„Nie Mogę Już Znieść Dzieci. One Po Prostu Nie Słuchają” – Matka Płacze Przez Telefon
Anna siedziała na skraju swojego łóżka, mocno ściskając telefon, podczas gdy łzy spływały po jej twarzy. Właśnie zakończyła kolejny wyczerpujący dzień ze swoimi trzema dziećmi: Jankiem, Aleksandrem i Alicją. Dom był w kompletnym nieładzie, z zabawkami porozrzucanymi po podłodze w salonie i brudnymi naczyniami piętrzącymi się w zlewie. Czuła się całkowicie pokonana.
„Nie mogę już znieść dzieci. One po prostu nie słuchają,” Anna szlochała do telefonu. Jej najlepsza przyjaciółka, Kasia, była po drugiej stronie, próbując ją pocieszyć.
„Anno, wiem, że jest ciężko, ale musisz być silna. To tylko dzieci,” powiedziała delikatnie Kasia.
„Ale to nie tylko to,” odpowiedziała Anna, jej głos drżał. „Nie mogę już być w ich towarzystwie! Nie słuchają mnie, dom jest w nieładzie, a ich zabawki są porozrzucane wszędzie. Powiedziałam im, żeby nie zbliżali się do okien, ale oni mnie ignorują.”
Wcześniej tego dnia Anna próbowała wykonać trochę pracy, jednocześnie mając oko na swoje dzieci. Janek i Aleksander bawili się swoimi samochodzikami, ścigając się po podłodze w salonie. Alicja, najmłodsza, była zajęta rysowaniem na ścianach kredkami. Anna wielokrotnie prosiła ich o posprzątanie zabawek i przestanie robienia bałaganu, ale jej prośby trafiały w próżnię.
„Janek, Aleksander, proszę posprzątajcie swoje zabawki,” mówiła Anna po raz setny. „Alicjo, przestań rysować na ścianach!”
Ale dzieci kontynuowały zabawę, jakby jej w ogóle nie słyszały. Zdesperowana Anna postanowiła zrobić sobie przerwę i wyszła na chwilę na zewnątrz, aby znaleźć trochę spokoju.

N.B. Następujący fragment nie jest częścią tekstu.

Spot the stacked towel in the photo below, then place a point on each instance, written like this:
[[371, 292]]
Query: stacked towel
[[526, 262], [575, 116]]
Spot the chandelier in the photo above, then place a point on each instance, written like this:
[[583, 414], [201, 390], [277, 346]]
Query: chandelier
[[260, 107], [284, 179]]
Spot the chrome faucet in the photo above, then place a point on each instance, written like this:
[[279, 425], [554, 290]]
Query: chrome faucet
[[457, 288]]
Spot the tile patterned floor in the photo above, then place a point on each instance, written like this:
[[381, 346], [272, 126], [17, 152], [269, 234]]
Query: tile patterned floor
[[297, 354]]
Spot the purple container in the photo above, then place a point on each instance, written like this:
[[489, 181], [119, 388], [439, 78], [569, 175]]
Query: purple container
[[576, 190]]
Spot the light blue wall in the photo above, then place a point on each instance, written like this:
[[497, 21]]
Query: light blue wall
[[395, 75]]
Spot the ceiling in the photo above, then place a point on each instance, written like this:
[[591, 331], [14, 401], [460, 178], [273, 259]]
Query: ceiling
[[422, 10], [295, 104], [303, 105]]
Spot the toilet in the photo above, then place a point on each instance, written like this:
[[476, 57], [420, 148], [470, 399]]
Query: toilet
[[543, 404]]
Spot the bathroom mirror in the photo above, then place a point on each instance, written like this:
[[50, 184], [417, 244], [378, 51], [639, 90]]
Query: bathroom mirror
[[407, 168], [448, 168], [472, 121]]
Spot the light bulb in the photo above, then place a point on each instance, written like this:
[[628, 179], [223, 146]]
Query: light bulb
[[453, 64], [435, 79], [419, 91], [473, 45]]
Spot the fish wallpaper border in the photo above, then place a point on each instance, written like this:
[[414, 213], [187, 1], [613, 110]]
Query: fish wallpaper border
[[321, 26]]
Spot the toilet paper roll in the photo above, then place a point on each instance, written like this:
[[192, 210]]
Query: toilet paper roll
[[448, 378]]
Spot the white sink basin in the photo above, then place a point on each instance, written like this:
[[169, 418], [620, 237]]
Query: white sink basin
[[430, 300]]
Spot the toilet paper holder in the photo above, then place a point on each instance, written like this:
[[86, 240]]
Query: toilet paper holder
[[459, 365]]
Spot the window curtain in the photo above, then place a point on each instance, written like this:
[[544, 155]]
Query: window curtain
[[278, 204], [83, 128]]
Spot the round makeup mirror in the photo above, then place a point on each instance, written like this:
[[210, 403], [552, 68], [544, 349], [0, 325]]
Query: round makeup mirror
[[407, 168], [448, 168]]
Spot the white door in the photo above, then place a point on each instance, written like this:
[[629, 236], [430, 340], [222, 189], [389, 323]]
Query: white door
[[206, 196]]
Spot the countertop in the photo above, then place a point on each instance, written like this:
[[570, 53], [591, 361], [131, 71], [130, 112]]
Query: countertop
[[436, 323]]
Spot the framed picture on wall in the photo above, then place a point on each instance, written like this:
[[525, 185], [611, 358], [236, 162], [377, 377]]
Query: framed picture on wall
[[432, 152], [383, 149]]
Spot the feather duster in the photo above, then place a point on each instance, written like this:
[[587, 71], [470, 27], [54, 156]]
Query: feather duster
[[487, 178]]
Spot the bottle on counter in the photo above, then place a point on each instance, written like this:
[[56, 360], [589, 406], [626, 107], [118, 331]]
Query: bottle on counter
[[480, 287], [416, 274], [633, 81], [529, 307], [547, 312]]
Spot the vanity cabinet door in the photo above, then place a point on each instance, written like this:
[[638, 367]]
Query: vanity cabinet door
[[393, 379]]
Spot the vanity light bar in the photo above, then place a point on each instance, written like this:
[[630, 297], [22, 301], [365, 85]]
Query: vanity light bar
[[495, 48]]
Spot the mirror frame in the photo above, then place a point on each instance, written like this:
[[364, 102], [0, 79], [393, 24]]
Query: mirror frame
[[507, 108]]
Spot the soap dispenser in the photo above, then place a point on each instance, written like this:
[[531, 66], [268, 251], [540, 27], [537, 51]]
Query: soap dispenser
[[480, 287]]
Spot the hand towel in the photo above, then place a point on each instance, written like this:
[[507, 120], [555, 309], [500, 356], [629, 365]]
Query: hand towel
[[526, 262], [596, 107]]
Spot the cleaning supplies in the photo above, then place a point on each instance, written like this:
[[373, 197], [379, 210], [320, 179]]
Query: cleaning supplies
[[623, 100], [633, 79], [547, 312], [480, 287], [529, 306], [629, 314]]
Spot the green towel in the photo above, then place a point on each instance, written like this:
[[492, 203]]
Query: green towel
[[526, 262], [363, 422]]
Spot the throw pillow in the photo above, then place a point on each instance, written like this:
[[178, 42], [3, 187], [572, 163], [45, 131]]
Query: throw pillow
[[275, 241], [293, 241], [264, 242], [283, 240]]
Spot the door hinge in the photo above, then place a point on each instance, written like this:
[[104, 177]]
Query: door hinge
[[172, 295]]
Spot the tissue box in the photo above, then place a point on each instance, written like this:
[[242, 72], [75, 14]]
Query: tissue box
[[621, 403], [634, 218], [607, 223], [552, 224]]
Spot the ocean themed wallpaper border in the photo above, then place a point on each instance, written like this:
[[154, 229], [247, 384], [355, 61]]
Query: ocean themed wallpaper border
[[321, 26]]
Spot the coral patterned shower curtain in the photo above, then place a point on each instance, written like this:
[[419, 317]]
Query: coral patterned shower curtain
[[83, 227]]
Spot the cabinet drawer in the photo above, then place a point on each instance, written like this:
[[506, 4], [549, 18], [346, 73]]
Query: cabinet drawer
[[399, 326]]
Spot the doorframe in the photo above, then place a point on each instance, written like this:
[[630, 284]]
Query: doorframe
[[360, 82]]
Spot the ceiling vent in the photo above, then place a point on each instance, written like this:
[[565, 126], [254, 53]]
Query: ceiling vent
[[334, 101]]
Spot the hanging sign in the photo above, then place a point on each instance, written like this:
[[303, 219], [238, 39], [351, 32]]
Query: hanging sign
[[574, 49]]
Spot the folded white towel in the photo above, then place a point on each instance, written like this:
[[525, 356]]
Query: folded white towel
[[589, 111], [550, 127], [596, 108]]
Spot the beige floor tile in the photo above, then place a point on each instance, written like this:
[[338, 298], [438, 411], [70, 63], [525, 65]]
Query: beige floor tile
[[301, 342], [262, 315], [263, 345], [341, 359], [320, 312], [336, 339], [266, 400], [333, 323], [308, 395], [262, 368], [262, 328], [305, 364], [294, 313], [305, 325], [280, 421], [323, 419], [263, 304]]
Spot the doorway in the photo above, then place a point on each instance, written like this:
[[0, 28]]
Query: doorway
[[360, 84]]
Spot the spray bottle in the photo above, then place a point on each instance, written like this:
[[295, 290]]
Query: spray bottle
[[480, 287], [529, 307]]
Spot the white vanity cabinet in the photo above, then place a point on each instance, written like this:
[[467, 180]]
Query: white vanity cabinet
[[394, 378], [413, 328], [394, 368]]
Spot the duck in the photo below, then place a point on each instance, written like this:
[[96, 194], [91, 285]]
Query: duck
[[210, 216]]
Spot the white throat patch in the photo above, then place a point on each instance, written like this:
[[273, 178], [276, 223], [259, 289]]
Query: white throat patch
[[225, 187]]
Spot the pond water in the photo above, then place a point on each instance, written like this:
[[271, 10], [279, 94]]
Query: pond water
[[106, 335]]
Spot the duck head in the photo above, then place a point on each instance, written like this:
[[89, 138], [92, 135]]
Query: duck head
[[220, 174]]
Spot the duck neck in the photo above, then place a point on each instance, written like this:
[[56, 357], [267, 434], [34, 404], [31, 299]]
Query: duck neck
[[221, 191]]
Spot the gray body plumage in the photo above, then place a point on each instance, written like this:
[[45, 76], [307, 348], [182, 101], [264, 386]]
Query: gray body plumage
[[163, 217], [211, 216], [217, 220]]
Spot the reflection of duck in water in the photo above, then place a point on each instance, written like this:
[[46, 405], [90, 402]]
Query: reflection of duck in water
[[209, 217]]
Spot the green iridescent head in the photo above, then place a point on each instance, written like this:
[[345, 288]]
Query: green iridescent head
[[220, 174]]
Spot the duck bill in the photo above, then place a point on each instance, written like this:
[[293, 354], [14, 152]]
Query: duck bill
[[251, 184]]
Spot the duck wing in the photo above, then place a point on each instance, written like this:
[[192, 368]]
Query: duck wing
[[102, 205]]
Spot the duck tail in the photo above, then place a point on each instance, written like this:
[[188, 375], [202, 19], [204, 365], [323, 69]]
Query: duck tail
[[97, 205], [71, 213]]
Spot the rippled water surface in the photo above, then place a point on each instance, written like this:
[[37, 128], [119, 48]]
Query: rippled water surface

Kiedy wróciła, zobaczyła, że Janek i Aleksander przenieśli swoją grę na parapet okna, mimo jej surowych instrukcji, aby nie zbliżali się do okien.
„Odejdźcie stamtąd!” krzyknęła Anna, jej głos pełen paniki. „To niebezpieczne!”
Chłopcy niechętnie odeszli od okna, ale nie zanim przewrócili doniczkę z rośliną, która rozbiła się na podłodze. Serce Anny zamarło na widok bałaganu.
Teraz, wylewając swoje frustracje Kasi przez telefon, Anna czuła głębokie poczucie beznadziei. Kochała swoje dzieci bardzo mocno, ale nie mogła pozbyć się uczucia, że zawodzi jako matka.
„Nie wiem już co robić,” przyznała Anna. „Czuję, że tracę kontrolę.”
Kasia próbowała uspokoić swoją przyjaciółkę. „Anno, nie jesteś w tym sama. Wychowanie dzieci jest trudne i to normalne czuć się przytłoczonym. Może spróbuj ustalić nowe zasady albo znaleźć inny sposób na dyscyplinę.”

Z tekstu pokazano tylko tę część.